The gaze we turn to the realities of the contemporary world, which we would like always to be filled with the compassion and mercy that our Lord Jesus Christ taught us, does not pause to identify errors and dangers. Of course, it cannot ignore the negative and problematic aspects but is immediately directed to identifying ways of hope and pointing out prospects of fervent commitment for the person's integral advancement, liberation and full happiness.
3. In the heart of a changing world in which unheard-of injustices and sufferings persist and are worsening, you are called to give a Christian interpretation to events and to historical and cultural phenomena. In particular, you must be harbingers of light and hope in contemporary society. Do not let yourselves be deceived by ingenuous optimism, but remain faithful witnesses of a God who certainly loves this humanity and offers it the necessary grace to work effectively building a better world, more just and more respectful of the dignity of every human being. The challenge to the faith of contemporary culture seems precisely this: to give up the facile tendency to paint dark and negative scenes, in order to mark out possible paths that are not deceptive, of redemption, liberation and hope.
Your experience as consecrated people in secular conditions demonstrates that one must not expect a better world to come about only from the choices of higher responsiblities and from the top of great institutions. The Lord's grace, which can also save and redeem this historical epoch, is born and grows in believers' hearts. They accept, support and encourage God's initiative in history and make it grow from below and from within simple human lives, which thus become true messengers of change and of salvation. It is enough to think in this regard of the action of countless throngs of saints, even those who have not been officially declared as such by the Church, who made a deep mark on the time in which they lived, contributing to it values and energies of goodness whose importance escapes the instruments of social analysis, but is clearly visible to God's eyes and to the thoughtful reflection of believers.
4. Formation in discernment cannot ignore the basis of every human project which is and remains Jesus Christ.
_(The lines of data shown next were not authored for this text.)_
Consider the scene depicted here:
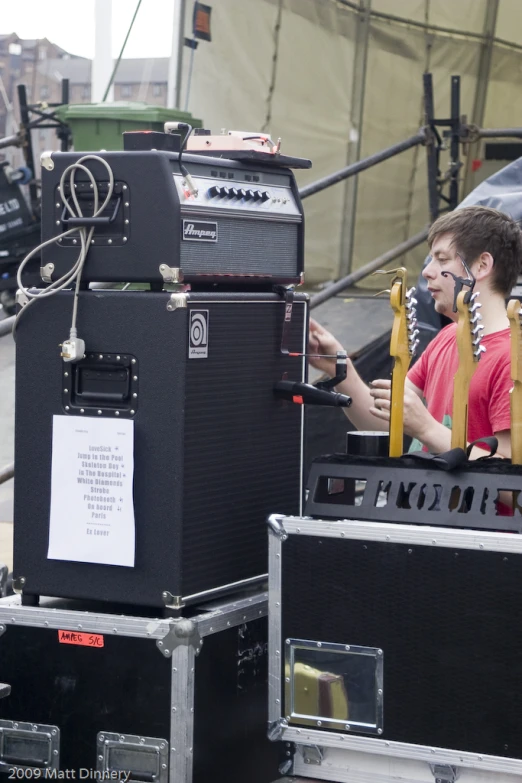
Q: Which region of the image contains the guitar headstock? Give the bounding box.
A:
[507,299,522,381]
[406,288,420,356]
[457,291,486,379]
[390,267,419,365]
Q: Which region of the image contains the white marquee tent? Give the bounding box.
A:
[181,0,522,285]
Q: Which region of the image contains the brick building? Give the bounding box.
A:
[0,33,169,139]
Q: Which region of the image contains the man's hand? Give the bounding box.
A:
[370,379,430,443]
[308,318,350,377]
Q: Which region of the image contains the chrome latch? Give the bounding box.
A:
[167,292,188,312]
[98,731,169,783]
[268,514,288,541]
[430,764,460,783]
[40,264,54,283]
[159,264,183,283]
[298,745,324,766]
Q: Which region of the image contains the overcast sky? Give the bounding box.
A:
[0,0,176,58]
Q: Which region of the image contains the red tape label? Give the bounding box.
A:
[58,631,103,647]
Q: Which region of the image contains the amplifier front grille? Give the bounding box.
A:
[180,216,302,277]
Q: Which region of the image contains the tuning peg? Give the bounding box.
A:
[410,340,420,356]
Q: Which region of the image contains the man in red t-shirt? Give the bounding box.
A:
[309,206,522,459]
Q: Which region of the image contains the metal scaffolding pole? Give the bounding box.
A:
[310,228,429,309]
[339,0,372,275]
[462,0,500,196]
[299,128,426,199]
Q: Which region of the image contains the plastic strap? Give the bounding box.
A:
[403,435,498,470]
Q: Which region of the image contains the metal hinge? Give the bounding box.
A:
[268,718,288,742]
[430,764,460,783]
[156,617,203,658]
[298,745,324,766]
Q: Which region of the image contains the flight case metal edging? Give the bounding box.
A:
[171,592,268,783]
[271,515,522,554]
[268,514,522,775]
[0,596,171,640]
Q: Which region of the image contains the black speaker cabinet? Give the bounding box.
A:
[14,290,307,609]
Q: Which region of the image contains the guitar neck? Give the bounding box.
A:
[388,278,415,457]
[451,291,483,451]
[389,356,410,457]
[451,367,471,451]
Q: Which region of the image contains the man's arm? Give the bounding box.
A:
[370,379,511,459]
[308,318,388,432]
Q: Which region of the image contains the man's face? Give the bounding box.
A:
[422,234,470,320]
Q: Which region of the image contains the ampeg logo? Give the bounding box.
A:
[189,310,208,359]
[183,220,217,242]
The mission of secular institutes is to "make present in society the newness and power of Christ's kingdom, striving to transfigure the world from within by the power of the Beatitudes" (Vita consecrata, n. 10). The faith of disciples thus becomes the spirit of the world, according to the well-chosen image of the letter "To Diognetus", and gives rise to a cultural and social renewal which should be made available to humanity. The more distant and alien to the Gospel humanity is, the stronger and more convincing the proclamation of the truth about Christ and man redeemed through him must be.
Of course, attention must always be paid to the methods of this proclamation so that humanity does not feel it is an intrusion and imposition on the part of believers. On the contrary, it will be our task to see that it is ever clearer that the Church, which carries out Christ's mission, cares lovingly for human beings. She does not do so for humanity in the abstract, but for this real, historical human being, in the conviction that "this man is the primary route that the Church must travel in fulfilling her mission ... the way traced out by Christ himself, the way that leads invariably through the mystery of the Incarnation and the Redemption" (Redemptoris hominis, n. 14; cf. Centesimus annus, n. 53).
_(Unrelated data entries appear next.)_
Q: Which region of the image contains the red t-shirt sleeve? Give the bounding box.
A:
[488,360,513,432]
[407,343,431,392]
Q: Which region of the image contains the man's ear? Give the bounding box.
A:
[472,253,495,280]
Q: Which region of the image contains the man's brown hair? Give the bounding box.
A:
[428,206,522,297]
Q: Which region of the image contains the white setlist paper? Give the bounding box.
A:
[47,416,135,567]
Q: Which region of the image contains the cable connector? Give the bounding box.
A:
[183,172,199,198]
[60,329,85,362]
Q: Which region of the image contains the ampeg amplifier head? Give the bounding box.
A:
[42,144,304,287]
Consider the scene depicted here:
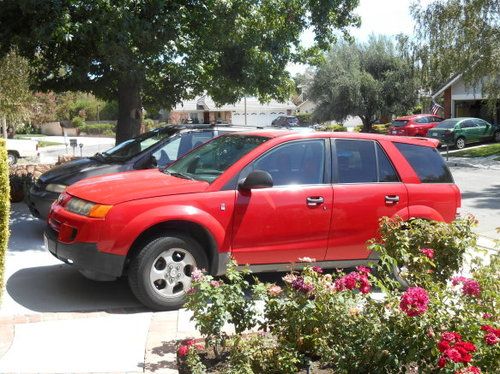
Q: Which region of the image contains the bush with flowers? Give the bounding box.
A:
[178,218,500,373]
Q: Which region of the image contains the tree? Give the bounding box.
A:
[308,36,417,132]
[0,0,359,142]
[412,0,500,104]
[0,49,32,138]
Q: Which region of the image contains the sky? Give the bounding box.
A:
[288,0,433,76]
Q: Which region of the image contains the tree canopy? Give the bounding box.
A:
[0,0,359,141]
[412,0,500,102]
[308,36,418,131]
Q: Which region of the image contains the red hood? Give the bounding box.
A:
[67,169,209,205]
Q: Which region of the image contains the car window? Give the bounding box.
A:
[375,143,399,182]
[394,143,453,183]
[239,139,325,186]
[333,140,378,183]
[165,134,269,183]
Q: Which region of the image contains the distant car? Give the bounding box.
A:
[271,116,300,127]
[427,117,500,149]
[389,114,443,136]
[26,125,245,219]
[7,139,38,165]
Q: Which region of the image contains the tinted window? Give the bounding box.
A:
[394,143,453,183]
[240,139,325,186]
[375,143,399,182]
[334,140,378,183]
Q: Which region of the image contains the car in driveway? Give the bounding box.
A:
[45,130,461,310]
[427,117,500,149]
[389,114,443,136]
[26,125,248,219]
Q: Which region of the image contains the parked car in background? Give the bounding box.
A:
[427,117,500,149]
[45,130,460,309]
[271,116,300,127]
[389,114,443,136]
[7,139,38,165]
[26,125,249,219]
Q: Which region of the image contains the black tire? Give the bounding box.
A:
[128,234,208,310]
[455,136,465,149]
[7,152,17,165]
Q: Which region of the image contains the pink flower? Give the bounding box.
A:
[420,248,434,259]
[191,268,203,282]
[267,284,283,296]
[399,287,429,317]
[177,345,189,357]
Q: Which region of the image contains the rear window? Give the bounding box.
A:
[392,119,408,127]
[394,143,453,183]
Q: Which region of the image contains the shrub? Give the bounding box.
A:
[0,139,10,298]
[71,116,85,128]
[79,123,116,136]
[183,217,500,373]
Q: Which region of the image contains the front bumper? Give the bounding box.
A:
[44,226,126,277]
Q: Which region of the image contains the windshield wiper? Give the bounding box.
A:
[165,170,196,181]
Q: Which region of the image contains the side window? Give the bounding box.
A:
[375,143,399,182]
[153,136,181,167]
[334,140,378,183]
[239,139,325,186]
[394,143,453,183]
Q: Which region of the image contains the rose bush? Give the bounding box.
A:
[179,218,500,373]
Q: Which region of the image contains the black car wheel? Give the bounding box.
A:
[455,137,465,149]
[128,234,208,310]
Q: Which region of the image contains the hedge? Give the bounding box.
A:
[0,139,10,298]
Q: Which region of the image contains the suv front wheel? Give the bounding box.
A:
[128,234,208,310]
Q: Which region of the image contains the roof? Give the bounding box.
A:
[172,95,296,112]
[431,73,462,100]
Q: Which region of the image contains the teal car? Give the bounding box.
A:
[427,117,500,149]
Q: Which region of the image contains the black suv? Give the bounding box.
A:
[26,125,245,219]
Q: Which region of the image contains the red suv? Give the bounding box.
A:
[389,114,443,136]
[45,131,460,309]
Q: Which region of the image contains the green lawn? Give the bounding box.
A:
[453,143,500,156]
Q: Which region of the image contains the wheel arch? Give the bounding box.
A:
[126,219,219,274]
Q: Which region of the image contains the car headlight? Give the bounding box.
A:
[65,197,113,218]
[45,183,68,193]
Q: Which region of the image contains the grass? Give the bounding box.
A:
[453,143,500,156]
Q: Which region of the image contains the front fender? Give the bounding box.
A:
[99,205,226,255]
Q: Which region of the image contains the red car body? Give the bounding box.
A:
[46,131,460,310]
[389,114,443,136]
5. Your initial and continuous formation, dear superiors and members of secular institutes, should be nourished by these certainties. It will yield abundant fruit to the extent that it continues to draw from the inexhaustible riches of revelation, interpreted and proclaimed by the Church with wisdom and love.
I entrust your journey on the routes of the world to Mary, Star of evangelization, who is an image of the Church beyond compare. May she be close to you, and may her intercession make the work of your congress fruitful and give enthusiasm and renewed apostolic dynamism to the institutions which you represent here, so that the Jubilee will mark the beginning of a new Pentecost and a profound interior renewal.
With these wishes I impart my Apostolic Blessing to you all, as a pledge of constant affection.